Coupling of oxygen vacancies and an anatase/TiO2 (B) phase junction for promoting photocatalytic performance of platinum toward ammonia synthesis

Abstract

Photocatalytic ammonia synthesis under ambient conditions represents a sustainable pathway compared to the Haber–Bosch process, but its efficiency is very limited by poor charge separation and the weak capability to simultaneously activate N₂ and H₂. In this study, we demonstrate that platinum-loaded defective anatase/TiO₂ (B) phase-junction photocatalysts provide a viable route for simultaneous N₂ and H₂ activation, while enabling efficient electron separation. Under visible light irradiation, the optimized catalyst achieves an NH₃ production rate of 5114 μg g⁻¹ h⁻¹, surpassing that of most reported TiO₂-based systems. The phase-junction interface creates an intrinsic electric field to drive electron–hole separation and provide more activated electrons. Meanwhile, oxygen vacancies play a crucial role in nitrogen activation owing to the excellent electron back-donation ability and strong nitrogen chemisorption, which is conducive to electron transfer from the active sites to nitrogen molecules.
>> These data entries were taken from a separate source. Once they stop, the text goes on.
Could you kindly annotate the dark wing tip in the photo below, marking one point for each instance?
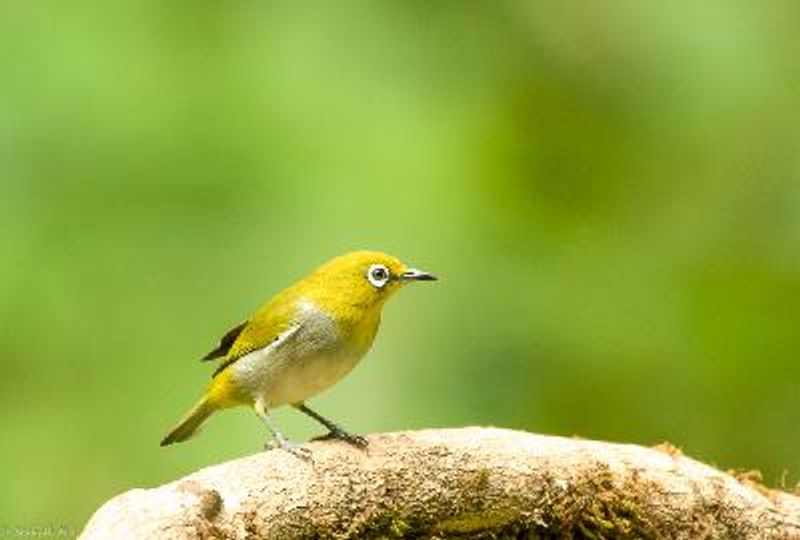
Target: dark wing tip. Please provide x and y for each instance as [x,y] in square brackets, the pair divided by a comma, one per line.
[225,343]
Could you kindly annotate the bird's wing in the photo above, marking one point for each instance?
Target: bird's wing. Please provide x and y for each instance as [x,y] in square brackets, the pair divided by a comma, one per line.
[226,342]
[269,324]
More specifically, a small number of surface-loaded Pt nanoparticles dynamically mediate hydrogen spillover from Pt to oxygen vacancies, facilitating efficient N₂ protonation via hydrogen species (H*). As a result of these factors, the phase junction remarkably promotes interfacial charge separation and transformation capacity. The synergistic effect as a result of oxygen vacancies and loaded Pt species can simultaneously create an efficient catalytic pathway for visible-light-driven NN bond cleavage and hydrogen oxidation. This work lays the foundation for constructing multifunctional catalysts in the field of photocatalytic ammonia synthesis.